Onfleet, a provider of ‘last-mile’ logistics software, has raised $14 million in a Series A round led by UK-based private equity firm Kennet Partners. The funding will be used to help the San Francisco startup capture the surge in demand for delivery support due to Covid-19.
“April and May were absolutely insane. We onboarded about 300 new customers in those two months,” Khaled Naim, co-founder and CEO of Onfleet, told AFN. “Luckily, we were well set up for it. We have a self-serve channel where companies can come in and learn about the product, sign up, and start using it right away without needing to talk to anyone. We’ve invested a lot in usability.”
Launched in 2015, Onfleet markets its technology as a B2B software-as-a-service product that helps businesses manage their fleet of delivery drivers, whether in-house or external. It allocates delivery jobs to drivers as efficiently as possible with its route optimization algorithm, which crunches real-time and historical traffic data to come up with the fastest routes for drivers to take.
The unprecedented surge in demand for last-mile logistics support tools — brought on by demand for home deliveries of groceries, meals, and other goods from locked-down consumers — came with plenty of challenges. Maintaining morale in Onfleet’s team required extra considerations around mental health and work-life balance. The startup’s B2B clients, including several catering companies, have had to pivot to new offerings to survive the pandemic.
It has also worked with Covid-19 relief organizations during the past several months, including food banks, personal protective equipment donation services, and testing supplies.
“We’ve definitely been stretched really, really thin. Everyone on the team has been working super hard,” Naim said. “That’s part of the reason [now] is a really good time for us to grow the team.”

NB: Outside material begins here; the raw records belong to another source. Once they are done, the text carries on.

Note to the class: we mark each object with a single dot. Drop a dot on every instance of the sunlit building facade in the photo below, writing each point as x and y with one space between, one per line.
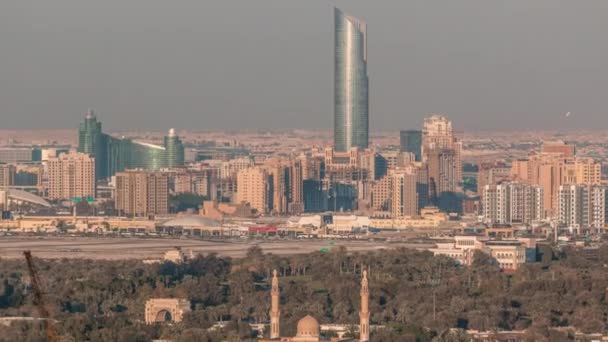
113 155
351 83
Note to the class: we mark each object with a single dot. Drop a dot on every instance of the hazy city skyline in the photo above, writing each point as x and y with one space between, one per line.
269 64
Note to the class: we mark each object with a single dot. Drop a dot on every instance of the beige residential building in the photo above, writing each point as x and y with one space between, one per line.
7 174
438 135
404 201
71 175
588 171
252 188
560 147
142 193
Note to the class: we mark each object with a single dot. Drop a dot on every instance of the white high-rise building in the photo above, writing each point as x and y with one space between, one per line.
509 203
71 175
582 206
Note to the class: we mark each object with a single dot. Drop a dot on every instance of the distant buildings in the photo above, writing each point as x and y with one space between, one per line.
351 87
7 175
13 155
71 175
442 151
509 254
114 155
411 141
253 188
142 193
555 166
510 203
582 206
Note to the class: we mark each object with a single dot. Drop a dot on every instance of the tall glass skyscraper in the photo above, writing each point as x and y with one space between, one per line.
351 83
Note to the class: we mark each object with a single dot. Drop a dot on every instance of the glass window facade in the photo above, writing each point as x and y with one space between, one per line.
351 83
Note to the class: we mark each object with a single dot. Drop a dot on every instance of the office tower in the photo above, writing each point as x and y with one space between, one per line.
386 161
174 150
142 193
404 201
296 205
511 202
71 175
351 84
411 141
559 147
114 155
275 313
278 186
252 188
315 198
442 166
382 193
364 313
7 175
438 136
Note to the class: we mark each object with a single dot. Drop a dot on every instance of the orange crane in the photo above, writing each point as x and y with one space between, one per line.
51 333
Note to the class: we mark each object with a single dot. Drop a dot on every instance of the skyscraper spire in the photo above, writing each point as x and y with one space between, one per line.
364 313
351 83
274 307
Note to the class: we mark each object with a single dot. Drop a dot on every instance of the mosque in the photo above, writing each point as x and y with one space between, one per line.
308 328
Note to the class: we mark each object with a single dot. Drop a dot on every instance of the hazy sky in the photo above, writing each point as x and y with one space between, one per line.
200 64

Onfleet claims it has powered over 80 million deliveries in more than 90 countries for food and beverage clients including Kroger, Total Wine & More, Sweetgreen, Drizly, and Imperfect Foods. It serves “thousands” of enterprise customers in other industries, too.

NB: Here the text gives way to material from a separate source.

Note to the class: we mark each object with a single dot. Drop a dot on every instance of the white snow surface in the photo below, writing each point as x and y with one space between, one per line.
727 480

From prepared foods to alcohol to grocery, each category offers unique challenges. Alcohol deliveries come with confirmation requirements in jurisdictions where its legal, for example – while groceries require careful considerations around cold storage and perishability.
“Some of our clients like United Supermarkets were just using Google Maps to plot out the routes for drivers. Then, we came along and showed them what we can do and it was a no brainer,” Naim said.

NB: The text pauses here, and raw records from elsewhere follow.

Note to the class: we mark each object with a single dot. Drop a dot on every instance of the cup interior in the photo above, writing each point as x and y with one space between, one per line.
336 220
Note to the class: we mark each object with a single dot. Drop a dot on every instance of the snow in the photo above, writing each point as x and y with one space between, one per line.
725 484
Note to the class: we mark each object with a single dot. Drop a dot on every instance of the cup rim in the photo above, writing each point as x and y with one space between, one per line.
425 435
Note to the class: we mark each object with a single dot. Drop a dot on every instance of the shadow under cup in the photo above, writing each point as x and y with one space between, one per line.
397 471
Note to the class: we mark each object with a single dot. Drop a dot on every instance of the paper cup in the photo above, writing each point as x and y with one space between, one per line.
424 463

“They’ve improved efficiency around 50% since they started using Onfleet, which means they can do more deliveries per unit time.”
The food retail tech space has seen a massive bout of interest since the pandemic hit. Automated smart store technology developer Pixevia, cloud kitchen startup iKcon, and food pick-up point creator Minnow all raised fundings earlier this year. Sysco, the US foodservice giant, sold its restaurant management platform CAKE to Mad Mobile in August; while Canada’s TouchBistro acquired US loyalty and marketing company TableUP in the same month.
Of course, with new demand comes new competition. But the way Naim sees it, continuing to push the food industry toward adopting innovation is Onfleet’s biggest foe.
“We like to say our biggest competitor is Microsoft because of Excel,” he said. “The industry standard is spreadsheets, phone calls, text messages. It’s a very pen-and-paper industry because there haven’t been any great tools in the past.”